Draghi went on to say that the medium term fix is up to member governments, thus washing his hands of responsibility for saving the eurozone:
But in the euro area there is a third essential element for financial stability and that must be rooted in a much more robust economic governance of the union going forward. In the first place now, it implies the urgent implementation of the European Council and Summit decisions. We are more than one and a half years after the summit that launched the EFSF as part of a financial support package amounting to 750 billion euros or one trillion dollars; we are four months after the summit that decided to make the full EFSF guarantee volume available; and we are four weeks after the summit that agreed on leveraging of the resources by a factor of up to four or five and that declared the EFSF would be fully operational and that all its tools will be used in an effective way to ensure financial stability in the euro area. Where is the implementation of these long-standing decisions?
What about the stresses showing up in the banking system today? Draghi acknowledge those and said that they had taken technical steps to address them [emphasis added]:
We are aware of the current difficulties for banks due to the stress on sovereign bonds, the tightness of funding markets and the scarcity of eligible collateral. We are also aware of the problems of maturity mismatches on balance sheets, the challenges to raise levels of capital and the cyclical risks related to the downturn.
In the money market, we see rising spreads between secured and unsecured segments, and a widening of repo prices between different types of collateral. Interbank activity remains subdued and concentrated in the very short-term maturities.
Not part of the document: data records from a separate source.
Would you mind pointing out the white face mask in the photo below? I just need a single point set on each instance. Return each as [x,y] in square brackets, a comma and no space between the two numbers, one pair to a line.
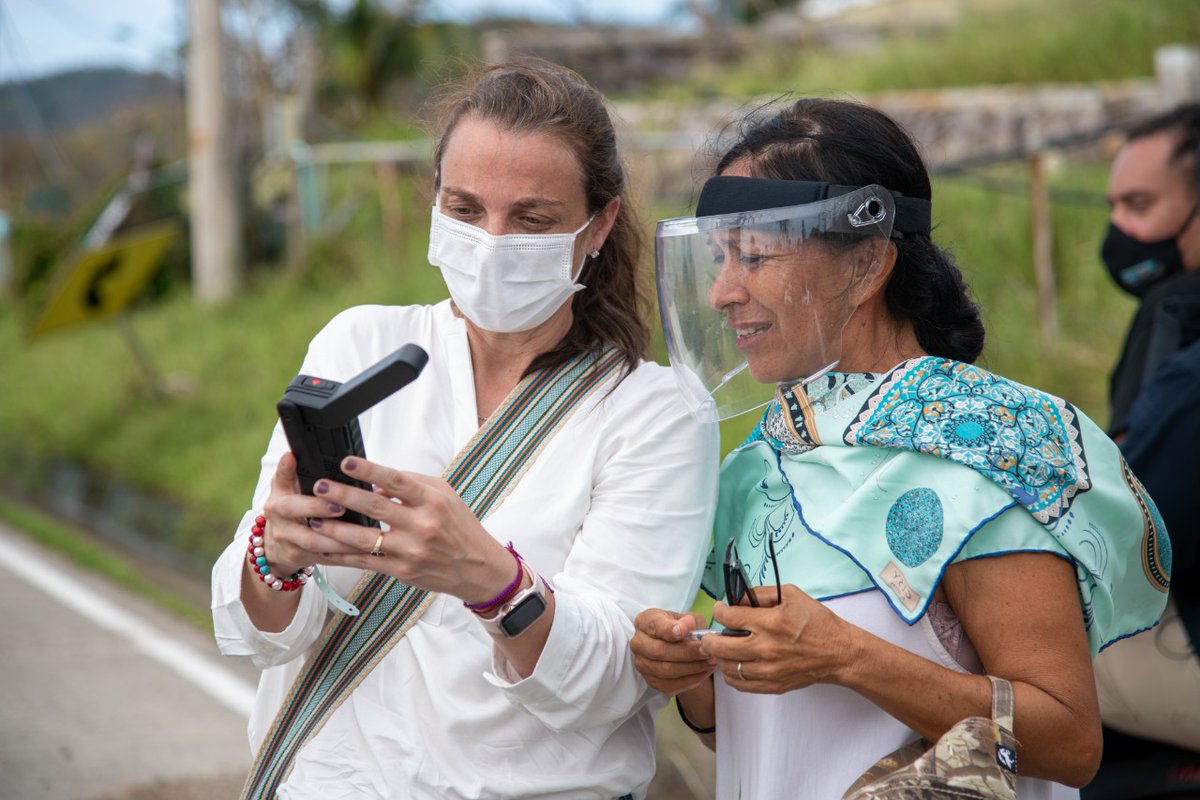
[503,283]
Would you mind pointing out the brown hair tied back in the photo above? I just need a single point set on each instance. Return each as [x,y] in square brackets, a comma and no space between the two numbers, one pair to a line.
[851,144]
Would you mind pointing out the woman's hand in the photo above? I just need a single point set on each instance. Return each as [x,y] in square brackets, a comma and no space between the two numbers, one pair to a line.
[791,645]
[665,655]
[289,540]
[431,539]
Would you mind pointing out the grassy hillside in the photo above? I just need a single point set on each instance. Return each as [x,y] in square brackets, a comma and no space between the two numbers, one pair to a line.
[82,400]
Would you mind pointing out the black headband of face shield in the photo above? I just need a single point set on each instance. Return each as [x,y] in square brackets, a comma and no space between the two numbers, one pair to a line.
[735,194]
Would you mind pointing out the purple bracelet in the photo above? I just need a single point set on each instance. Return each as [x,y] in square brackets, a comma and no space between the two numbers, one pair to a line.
[507,593]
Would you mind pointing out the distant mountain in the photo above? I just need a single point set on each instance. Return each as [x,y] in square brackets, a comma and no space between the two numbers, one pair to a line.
[65,100]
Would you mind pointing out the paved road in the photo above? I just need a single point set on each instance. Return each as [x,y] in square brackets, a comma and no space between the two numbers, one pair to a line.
[105,697]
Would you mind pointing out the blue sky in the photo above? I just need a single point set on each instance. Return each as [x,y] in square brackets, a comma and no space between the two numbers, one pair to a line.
[42,36]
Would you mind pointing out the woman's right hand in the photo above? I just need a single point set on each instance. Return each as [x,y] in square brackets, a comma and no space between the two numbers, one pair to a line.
[289,542]
[667,657]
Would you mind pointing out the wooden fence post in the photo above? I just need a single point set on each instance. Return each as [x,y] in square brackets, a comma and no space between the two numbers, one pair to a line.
[1043,263]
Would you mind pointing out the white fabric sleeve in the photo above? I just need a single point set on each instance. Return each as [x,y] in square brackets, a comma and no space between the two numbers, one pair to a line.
[642,545]
[234,631]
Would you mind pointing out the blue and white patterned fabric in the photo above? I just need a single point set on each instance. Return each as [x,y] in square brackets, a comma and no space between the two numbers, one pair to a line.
[870,481]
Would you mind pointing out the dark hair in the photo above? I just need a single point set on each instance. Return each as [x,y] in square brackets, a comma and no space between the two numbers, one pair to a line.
[1185,122]
[532,95]
[852,144]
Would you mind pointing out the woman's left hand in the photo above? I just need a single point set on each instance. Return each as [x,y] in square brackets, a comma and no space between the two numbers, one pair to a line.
[791,645]
[432,541]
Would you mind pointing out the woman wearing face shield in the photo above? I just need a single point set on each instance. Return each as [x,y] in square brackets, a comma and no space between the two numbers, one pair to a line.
[907,523]
[513,677]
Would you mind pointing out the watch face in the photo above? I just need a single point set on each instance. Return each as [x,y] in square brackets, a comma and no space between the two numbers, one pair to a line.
[523,614]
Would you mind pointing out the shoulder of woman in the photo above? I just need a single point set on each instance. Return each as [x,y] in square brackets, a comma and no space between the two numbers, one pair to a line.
[649,394]
[361,335]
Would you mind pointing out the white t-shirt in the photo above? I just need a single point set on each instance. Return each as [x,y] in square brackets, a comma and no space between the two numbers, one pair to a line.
[813,743]
[616,512]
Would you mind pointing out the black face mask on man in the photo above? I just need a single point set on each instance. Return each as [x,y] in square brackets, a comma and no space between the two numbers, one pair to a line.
[1138,265]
This limited activity is reflected in increased recourse to our liquidity-providing operations, as well as to our deposit facility.
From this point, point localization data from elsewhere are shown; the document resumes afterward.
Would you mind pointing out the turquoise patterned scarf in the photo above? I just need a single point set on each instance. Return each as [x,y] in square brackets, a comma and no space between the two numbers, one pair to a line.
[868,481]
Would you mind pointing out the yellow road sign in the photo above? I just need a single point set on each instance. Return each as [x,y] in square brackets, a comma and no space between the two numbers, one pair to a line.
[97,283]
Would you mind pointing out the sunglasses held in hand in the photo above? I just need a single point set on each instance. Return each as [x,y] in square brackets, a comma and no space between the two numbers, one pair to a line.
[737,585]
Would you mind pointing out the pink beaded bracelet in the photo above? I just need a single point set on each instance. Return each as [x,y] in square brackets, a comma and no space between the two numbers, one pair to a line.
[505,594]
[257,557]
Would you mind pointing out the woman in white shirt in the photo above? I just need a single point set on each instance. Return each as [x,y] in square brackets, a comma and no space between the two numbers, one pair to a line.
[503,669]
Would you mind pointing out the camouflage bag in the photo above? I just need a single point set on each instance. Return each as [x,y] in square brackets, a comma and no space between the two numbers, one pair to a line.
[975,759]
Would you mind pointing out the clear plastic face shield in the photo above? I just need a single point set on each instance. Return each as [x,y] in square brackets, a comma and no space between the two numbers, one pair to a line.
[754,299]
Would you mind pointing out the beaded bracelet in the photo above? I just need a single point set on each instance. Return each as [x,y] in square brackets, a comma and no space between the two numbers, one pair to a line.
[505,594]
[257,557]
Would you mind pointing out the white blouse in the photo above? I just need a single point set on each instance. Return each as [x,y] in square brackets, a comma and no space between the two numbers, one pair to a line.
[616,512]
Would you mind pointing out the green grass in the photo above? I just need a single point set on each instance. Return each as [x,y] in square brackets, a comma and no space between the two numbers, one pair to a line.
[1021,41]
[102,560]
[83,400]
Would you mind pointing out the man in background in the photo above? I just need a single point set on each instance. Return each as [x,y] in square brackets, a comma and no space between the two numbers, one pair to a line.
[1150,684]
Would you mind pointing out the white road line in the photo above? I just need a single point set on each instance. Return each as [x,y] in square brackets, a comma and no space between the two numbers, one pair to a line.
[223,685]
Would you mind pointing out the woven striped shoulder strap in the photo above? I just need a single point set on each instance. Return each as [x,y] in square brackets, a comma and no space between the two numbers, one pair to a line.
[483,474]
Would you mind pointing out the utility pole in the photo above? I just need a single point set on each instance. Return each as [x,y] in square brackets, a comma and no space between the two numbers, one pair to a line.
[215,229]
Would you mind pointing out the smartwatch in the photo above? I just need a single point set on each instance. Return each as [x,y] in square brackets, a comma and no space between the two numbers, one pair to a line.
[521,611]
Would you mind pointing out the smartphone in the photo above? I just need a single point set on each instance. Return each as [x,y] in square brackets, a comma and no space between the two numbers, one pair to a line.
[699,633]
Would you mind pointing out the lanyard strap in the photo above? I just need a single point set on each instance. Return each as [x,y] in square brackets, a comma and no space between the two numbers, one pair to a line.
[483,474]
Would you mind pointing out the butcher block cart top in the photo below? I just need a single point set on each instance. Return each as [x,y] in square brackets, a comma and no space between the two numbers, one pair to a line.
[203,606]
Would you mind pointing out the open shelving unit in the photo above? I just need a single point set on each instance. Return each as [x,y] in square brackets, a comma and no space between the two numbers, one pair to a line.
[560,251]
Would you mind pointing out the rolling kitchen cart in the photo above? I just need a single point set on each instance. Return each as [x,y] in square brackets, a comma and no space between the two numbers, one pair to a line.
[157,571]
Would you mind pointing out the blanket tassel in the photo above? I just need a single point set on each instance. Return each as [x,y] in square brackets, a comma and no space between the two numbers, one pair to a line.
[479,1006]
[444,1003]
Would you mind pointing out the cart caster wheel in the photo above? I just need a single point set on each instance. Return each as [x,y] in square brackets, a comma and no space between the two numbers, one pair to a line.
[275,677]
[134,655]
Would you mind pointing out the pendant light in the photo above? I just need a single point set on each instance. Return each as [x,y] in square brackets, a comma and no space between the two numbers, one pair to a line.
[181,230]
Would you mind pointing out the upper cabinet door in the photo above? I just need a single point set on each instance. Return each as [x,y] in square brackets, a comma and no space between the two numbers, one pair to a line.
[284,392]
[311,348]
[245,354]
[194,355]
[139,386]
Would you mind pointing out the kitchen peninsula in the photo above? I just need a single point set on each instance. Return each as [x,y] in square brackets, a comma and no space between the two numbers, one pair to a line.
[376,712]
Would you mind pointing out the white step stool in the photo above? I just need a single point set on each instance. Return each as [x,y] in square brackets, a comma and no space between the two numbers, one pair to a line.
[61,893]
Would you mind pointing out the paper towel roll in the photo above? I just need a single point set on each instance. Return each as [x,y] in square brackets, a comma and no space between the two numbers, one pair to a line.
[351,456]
So far, the ECB has taken several non-standard measures to ensure that short-term funding does not represent a problem for euro area banks. The most important non-standard measures are the fixed rate full allotment procedures and the longer-term refinancing operations. We have also implemented three additional US dollar operations, which cover the end of the year, and we have launched a second covered bond purchasing programme.
He ended the speech with a statement that said, in essence, that we mustn't be panicked into drastic action that we'll regret later:
In spite of the current challenges faced by the global economy, we must resist temptation to resort to unilateral policies, and we must work together to ensure that the gains achieved are firmly secured for future generations.
Does this sound like someone who is about to turn around and print €1-2 trillion to save the eurozone? Or is he just posturing in order to brandish his anti-inflation credentials to the Germans? Will he even print if Merkel gives him the nudge-nudge-wink-wink approval?
If I were to take that speech at face value, then the most generous interpretation is that Draghi is saying that we will not print unless the ECB mandate is changed. In that case, the markets won't like this at all.
Disclaimer: Cam Hui is a portfolio manager at Qwest Investment Fund Management Ltd. ("Qwest"). This article is prepared by Mr. Hui as an outside business activity. As such, Qwest does not review or approve materials presented herein. The opinions and any recommendations expressed in this blog are those of the author and do not reflect the opinions or recommendations of Qwest.